At the bottom of the winding path of the Montecastillo Hotel lie three Fifa-certified sized football pitches. Lightning is crackling in the distance and the swirling rain suggests it is monsoon season in southern Spain.
We leave the reception and clamber into golf carts bearing the Manchester United crest. The rain has subsided significantly but nobody is on the freeways of the course.
Real Madrid, Barcelona, Paris Saint-Germain and the Spain national team have stayed at the five-star resort. Erik ten Hag plays golf at Mere in Cheshire but in Spain he is patrolling the slightly lusher greens of the football pitches.
Ten Hag is an active observer of United's pressing and counter-pressing drill, played in one half with two goals at either end. The specificity of Ten Hag's pressing demands is so minute he has clocked an acceptable pace of 27 kilometres per hour.
A drone flies overhead, 'piloted' by a local United have hired for their week in Cadiz. Ole Gunnar Solskjaer and Kieran McKenna insisted on incorporating drones into training sessions for additional analysis.
Kevin Keij, the performance analyst who followed Ten Hag from Ajax to United, is filming on scaffolding that doubles as a tactical vantage point. Including the three time-served kit men Alec Wylie, Ian Buckingham and Mark Ferendenus, there are close to two dozen staff present for the session.
An ambulance is parked behind one of the pitches and the interim doctor Jim Moxon is on the sidelines alongside the outgoing Steve McNally, who is easing the transitionary period.
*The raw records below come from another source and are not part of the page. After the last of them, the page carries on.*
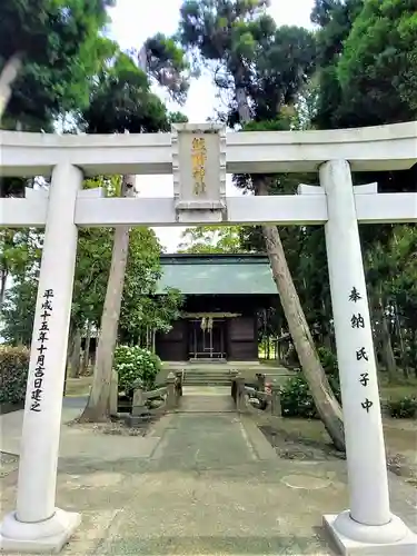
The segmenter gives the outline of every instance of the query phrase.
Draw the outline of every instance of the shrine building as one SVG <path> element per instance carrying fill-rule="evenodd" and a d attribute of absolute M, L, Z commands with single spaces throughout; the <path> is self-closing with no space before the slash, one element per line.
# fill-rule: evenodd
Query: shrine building
<path fill-rule="evenodd" d="M 258 314 L 277 302 L 265 255 L 162 255 L 158 295 L 185 296 L 181 318 L 156 337 L 162 361 L 258 359 Z"/>

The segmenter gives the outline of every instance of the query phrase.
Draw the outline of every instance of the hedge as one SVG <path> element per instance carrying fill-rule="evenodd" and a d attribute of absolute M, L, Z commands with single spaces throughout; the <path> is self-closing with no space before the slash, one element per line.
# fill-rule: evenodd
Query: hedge
<path fill-rule="evenodd" d="M 29 349 L 0 346 L 0 404 L 24 401 Z"/>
The game starts in a corner cordoned off by cones, as one team attempts to retain possession for as long as possible until they are dispossessed. Then the ball is fizzed into 'open' play and a fast-paced game ensues.
United assistant manager Mitchell van der Gaag, carrying the whistle, watches from one side and Steve McClaren is on the other. "Be available," Ten Hag demands.
Due to the relentless rain, the wings are waterlogged, so the pitch is narrowed. Alejandro Garnacho, clad in running bottoms and a long-sleeved tracksuit top, is on the left and fatefully invited inside. He whips the ball into the top right-hand corner.
Garnacho is pitted against the physical Maxi Oyedele. David de Gea advises Oyedele to "show him outside". Oyedele obliges yet Garnacho rifles the ball high past De Gea at his near post. De Gea punches the assorted balls in frustration.
Right foot and left foot. Far post and near post. Those of us observing on the sidelines puff our cheeks at Garnacho's comprehensive finishing. If we were supporters we would applaud.
"Great finish," shouts technical director Darren Fletcher. "Donny - good," he adds. Van de Beek caught the eye when United trained the night before the Europa League final in Gdansk.
United players felt Van de Beek was deserving of more playing time under Solskjaer as he excelled so frequently in training and, on the evidence witnessed in Poland and Spain, Van de Beek is an influential performer on non-matchdays.
Anthony Martial's reading and intensity with the pressing allows him to dispossess a cornered Tom Heaton on the goal line and tap in. Ten Hag considers Martial to have all the attributes of a complete striker.
At the end of the drill, which is repeated at least five times in our presence, Ten Hag has a conflab with Martial, resting his hands on the Frenchman's shoulders and patting him on the back. Fletcher and Ten Hag have privately raved about the timing of Martial's pressing.
McClaren debriefs with Garnacho. McClaren is guarded around the media, doubtless still scarred from his ill-fated tenure as England coach. Garnacho, yet to conduct an English interview but becoming fluent in the language, is responsive.
De Gea has spent more than 11 years living in England and become so Anglicised he has a tendency to discuss the weather. "Like Manchester," he said of the chill in Melbourne and the rain in Perth during pre-season.
In his homeland, the clouds briefly disperse to let some rays of light illuminate the players. "The sun there," De Gea points, gesturing to the prone United photographer Ash Donelon, braving the muddy conditions for artistic shots.
United move on to two seven-a-side games, both played in the half of the pitch. The highly regarded coach Eric Ramsay oversees shooting practice with Nathan Bishop between the sticks. Joe Hugill is consistently accurate.
As the saturated players stroll off the pitch at the end of nearly a two-hour shift, eight players pose for a 'winning team' shot. De Gea, Van de Beek and Heaton offer "hello"s. Ten Hag soon sidles over, presses the flesh and announces he will join us for lunch.
One of the United staff members with over a decade's service describes it as the "best environment" he has known at the club. United are on course, if not the golf course.